The Governor of the Bank of Ghana, Dr. Ernest Addison who announced the decision at a news conference in Accra said headline inflation has picked up coupled with reduced inflation which provides a robust fiscal policy implementation supportive of growth.
“The external environment has improved since the last Monetary Policy Committee (MPC) meeting as global economic activity remained resilient in the second quarter of 2024. Growth was supported by private and government spending, a resilient services sector and declining oil prices,” he said.
“The anticipated policy easing cycle initiated by major central banks in advanced economies, in response to declining inflation rates have also been supportive of growth. These conditions are favorable for the domestic economy,” he said.
The Central Bank also mentioned that core inflation has also declined sharply over the same comparative period by 6.9 percentage points suggesting ongoing disinflation process adding that the Bank’s main core measure of inflation, which isolates prices of energy and utility items from the consumer basket, eased to 19.4% in August 2024 from 22.1% in June.
The Governor also said latest forecasts show that inflation will continue to ease towards the range target of 13-17% for the year and steadily track back towards the medium-term target of 6-10% by the end of 2025, barring unanticipated shocks.
At the current juncture, the committee judged the risks to inflation outlook as fairly balanced while monetary conditions have remained tight and supportive of the disinflation process.

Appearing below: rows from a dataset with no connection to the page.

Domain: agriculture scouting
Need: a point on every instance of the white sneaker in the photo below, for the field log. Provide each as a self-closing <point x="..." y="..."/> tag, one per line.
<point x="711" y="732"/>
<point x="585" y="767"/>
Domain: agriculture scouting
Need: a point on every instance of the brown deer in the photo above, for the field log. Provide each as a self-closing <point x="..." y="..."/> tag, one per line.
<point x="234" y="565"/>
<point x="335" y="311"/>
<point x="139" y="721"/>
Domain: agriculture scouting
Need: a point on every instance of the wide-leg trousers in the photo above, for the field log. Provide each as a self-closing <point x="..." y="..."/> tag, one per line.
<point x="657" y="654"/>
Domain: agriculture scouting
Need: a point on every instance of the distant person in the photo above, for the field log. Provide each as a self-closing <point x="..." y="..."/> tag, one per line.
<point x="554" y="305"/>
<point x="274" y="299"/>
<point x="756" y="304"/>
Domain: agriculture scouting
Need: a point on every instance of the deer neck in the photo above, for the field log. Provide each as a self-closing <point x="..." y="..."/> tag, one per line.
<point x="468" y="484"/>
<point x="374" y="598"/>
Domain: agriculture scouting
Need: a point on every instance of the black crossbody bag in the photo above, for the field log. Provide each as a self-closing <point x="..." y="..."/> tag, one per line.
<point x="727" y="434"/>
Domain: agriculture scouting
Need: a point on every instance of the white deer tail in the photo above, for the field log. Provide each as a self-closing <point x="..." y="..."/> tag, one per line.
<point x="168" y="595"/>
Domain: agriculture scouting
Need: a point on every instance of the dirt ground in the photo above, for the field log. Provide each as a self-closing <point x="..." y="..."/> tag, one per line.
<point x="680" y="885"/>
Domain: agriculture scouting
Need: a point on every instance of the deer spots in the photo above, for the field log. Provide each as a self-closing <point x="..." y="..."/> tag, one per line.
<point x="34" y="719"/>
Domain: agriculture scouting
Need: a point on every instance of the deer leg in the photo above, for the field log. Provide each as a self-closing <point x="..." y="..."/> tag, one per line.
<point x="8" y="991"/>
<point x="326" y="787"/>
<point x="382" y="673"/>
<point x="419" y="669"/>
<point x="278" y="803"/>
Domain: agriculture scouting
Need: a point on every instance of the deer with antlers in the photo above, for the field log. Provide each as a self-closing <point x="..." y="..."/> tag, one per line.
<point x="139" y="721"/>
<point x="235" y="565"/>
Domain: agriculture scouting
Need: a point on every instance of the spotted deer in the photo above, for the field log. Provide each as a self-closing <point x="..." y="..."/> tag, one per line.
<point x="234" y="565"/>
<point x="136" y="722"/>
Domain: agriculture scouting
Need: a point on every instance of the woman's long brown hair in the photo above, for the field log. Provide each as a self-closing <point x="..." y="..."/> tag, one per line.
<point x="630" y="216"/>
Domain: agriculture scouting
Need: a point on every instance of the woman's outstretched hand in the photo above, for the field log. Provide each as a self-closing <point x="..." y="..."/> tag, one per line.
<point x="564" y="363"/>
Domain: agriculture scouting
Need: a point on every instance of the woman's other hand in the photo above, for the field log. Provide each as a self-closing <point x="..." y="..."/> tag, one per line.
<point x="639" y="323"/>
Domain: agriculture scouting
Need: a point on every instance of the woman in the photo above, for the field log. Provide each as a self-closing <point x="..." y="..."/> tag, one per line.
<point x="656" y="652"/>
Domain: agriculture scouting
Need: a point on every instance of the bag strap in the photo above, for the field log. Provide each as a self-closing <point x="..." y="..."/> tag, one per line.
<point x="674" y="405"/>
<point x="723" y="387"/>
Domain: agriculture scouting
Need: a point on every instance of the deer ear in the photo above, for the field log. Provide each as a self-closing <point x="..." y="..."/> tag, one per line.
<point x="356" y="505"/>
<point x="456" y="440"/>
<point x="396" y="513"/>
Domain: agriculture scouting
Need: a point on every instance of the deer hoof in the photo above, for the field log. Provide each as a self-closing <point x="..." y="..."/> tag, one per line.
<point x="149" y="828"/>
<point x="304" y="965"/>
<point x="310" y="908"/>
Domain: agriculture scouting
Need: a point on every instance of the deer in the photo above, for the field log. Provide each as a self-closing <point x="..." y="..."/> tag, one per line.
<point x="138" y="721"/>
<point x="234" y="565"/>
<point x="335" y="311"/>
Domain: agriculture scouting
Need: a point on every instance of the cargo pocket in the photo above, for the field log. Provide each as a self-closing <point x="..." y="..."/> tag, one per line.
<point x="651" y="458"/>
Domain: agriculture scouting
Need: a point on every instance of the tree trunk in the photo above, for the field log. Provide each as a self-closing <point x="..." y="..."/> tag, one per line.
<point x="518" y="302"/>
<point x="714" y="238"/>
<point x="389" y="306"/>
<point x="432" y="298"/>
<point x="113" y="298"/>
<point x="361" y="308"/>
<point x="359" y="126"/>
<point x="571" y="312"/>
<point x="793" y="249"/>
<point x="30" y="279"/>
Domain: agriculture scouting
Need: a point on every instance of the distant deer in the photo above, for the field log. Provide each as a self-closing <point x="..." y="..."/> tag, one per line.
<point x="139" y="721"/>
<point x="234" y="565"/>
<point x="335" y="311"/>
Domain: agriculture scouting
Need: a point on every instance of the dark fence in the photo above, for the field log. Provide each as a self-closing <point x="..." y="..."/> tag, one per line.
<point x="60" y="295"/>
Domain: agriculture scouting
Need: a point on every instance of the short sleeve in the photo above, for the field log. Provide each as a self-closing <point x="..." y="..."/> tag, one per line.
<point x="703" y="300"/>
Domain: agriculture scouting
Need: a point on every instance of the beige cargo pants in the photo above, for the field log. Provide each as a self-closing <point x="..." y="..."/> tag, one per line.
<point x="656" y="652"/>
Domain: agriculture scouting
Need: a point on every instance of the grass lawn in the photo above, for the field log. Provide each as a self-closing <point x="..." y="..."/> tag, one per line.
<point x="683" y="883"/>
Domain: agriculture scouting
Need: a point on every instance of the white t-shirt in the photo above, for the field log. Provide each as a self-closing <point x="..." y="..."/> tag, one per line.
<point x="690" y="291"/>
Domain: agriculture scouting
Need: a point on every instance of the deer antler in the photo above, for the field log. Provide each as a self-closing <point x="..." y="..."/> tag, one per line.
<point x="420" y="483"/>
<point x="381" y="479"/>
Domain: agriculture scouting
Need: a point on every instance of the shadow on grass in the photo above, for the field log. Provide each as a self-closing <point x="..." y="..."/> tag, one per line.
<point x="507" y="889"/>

He further noted that there was a stronger growth outturn than expected real GDP for the second quarter of 2024 with real GDP growing by 6.9% compared with 2.5% in the corresponding factor of 2023 and 4.7% first quarter of 2024 compared by macro economic conditions.
The Central bank indicated that exchange rate has also stabilised in recent times driven by tight monetary policy stance and improved forex liquidity support with a slower pace of the depreciation of the cedi at 7.1% in the second half of the year in recent times against the US Dollar.
Global growth continued at a steady pace in the second quarter of 2024, supported by stronger spending, a resilient services sector, and declining crude oil prices.
“However, continued weakness in the manufacturing sector, moderating growth momentum in China, cooling labour markets in advanced economies, escalating geopolitical tensions, and rising uncertainties related to elections in many countries could potentially weigh on growth prospects in the second half of 2024”. he pointed out.